Local DNS Caching

Local DNS Caching
Once the local DNS receives the reply, it will cache that information for a specified time, known as time to live (TTL). TTL is specified by the authoritative DNS as part of its reply. That means, the local DNS will simply reply to all subsequent requests with the information it has from the earlier DNS reply until the TTL expires. Once the TTL expires, the next request to the local DNS will trigger a request to the authoritative DNS again. Caching helps ensure faster response time for the same name to address resolution queries from subsequent clients. At the same time, TTL helps ensure that the local DNS captures any updates or changes from the authoritative DNS. Changing the TTL to a lower value causes the local DNS to query the authoritative DNS more often. Changing the TTL to a higher value puts the local DNS at the risk of having
stale information for increased durations.

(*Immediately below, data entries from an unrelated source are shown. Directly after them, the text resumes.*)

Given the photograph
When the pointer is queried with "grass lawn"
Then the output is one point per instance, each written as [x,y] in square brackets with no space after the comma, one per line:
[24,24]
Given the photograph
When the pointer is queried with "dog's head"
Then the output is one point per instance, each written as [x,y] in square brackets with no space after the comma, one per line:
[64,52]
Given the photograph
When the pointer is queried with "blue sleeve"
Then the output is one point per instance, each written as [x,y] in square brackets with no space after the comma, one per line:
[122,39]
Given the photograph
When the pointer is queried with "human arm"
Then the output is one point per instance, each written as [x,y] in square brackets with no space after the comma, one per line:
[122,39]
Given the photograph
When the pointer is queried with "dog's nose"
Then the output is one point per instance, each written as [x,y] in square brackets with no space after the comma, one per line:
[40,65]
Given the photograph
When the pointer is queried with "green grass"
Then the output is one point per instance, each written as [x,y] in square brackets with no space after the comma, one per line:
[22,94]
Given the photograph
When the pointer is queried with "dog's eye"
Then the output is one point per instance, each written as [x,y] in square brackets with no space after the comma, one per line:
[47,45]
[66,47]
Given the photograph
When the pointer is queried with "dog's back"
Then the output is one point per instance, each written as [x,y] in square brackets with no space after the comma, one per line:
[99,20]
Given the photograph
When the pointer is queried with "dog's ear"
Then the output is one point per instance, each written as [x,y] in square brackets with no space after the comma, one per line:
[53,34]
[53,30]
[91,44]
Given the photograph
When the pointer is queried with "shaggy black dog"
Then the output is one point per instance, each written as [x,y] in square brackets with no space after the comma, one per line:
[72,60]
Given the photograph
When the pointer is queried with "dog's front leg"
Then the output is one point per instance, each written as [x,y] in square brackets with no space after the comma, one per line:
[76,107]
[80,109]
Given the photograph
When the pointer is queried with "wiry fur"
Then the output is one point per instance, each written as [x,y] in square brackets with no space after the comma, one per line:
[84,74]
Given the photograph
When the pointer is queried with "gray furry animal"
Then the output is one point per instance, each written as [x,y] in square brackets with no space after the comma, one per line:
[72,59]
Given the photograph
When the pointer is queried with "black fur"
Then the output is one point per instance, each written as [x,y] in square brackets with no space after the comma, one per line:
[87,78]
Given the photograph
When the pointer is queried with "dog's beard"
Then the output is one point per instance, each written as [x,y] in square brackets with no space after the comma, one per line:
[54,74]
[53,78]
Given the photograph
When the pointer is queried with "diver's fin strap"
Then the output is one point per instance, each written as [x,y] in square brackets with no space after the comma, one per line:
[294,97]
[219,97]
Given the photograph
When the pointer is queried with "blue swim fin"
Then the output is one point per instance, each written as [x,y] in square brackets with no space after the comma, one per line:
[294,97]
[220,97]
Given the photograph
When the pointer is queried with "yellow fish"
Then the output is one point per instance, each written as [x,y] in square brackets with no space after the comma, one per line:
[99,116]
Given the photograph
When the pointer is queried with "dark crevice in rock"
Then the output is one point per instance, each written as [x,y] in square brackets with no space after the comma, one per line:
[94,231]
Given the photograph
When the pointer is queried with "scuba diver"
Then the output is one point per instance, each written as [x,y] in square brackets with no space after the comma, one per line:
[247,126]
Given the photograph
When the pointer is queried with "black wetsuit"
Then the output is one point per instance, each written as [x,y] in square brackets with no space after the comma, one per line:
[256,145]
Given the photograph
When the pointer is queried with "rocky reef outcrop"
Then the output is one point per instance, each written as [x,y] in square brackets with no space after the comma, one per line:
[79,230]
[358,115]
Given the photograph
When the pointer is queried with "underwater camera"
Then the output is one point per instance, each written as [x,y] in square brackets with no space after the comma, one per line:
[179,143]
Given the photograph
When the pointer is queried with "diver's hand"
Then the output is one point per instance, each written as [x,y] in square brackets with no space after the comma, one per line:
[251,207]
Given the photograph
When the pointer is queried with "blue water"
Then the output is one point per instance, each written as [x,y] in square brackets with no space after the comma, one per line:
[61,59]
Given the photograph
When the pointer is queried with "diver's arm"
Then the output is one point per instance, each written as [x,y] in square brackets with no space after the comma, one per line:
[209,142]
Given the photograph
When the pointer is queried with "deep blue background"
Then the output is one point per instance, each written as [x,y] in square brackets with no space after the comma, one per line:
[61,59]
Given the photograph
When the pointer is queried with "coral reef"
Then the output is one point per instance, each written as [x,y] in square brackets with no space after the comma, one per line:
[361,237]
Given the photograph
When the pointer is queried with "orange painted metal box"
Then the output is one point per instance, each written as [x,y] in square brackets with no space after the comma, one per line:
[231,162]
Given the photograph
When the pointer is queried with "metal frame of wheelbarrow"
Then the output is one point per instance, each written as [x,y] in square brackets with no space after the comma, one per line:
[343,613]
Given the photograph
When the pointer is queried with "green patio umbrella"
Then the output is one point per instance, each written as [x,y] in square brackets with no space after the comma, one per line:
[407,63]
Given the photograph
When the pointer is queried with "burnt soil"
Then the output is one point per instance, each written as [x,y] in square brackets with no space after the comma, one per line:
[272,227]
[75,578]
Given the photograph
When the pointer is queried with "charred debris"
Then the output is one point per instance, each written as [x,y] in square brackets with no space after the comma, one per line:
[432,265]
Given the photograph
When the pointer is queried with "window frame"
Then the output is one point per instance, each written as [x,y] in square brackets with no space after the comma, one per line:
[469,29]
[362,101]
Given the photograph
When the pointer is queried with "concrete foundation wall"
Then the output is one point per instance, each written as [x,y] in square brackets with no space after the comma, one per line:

If the local DNS receives multiple IP addresses as part of the DNS reply, it may give one IP address to each of its clients in a round−robin manner. In addition to the local DNS caching the DNS responses, the client browser also caches the DNS response. Unfortunately, popular client browsers currently ignore the TTL set by the authoritative DNS. Versions 3.x of Microsoft Internet Explorer, for example, cache the DNS response for 24 hours. Unless the browser
application is terminated and restarted, it does not query the DNS again for 24 hours for a given domain.
Versions 4.x and later cache the DNS response for 30 minutes. Microsoft provides a note on the support section of its Web site on how to change the cache time−out value for Internet Explorer by modifying certain entries in the registry. (Search for keywords ie cache dns timeout in the support section of Microsoft’s Web site.)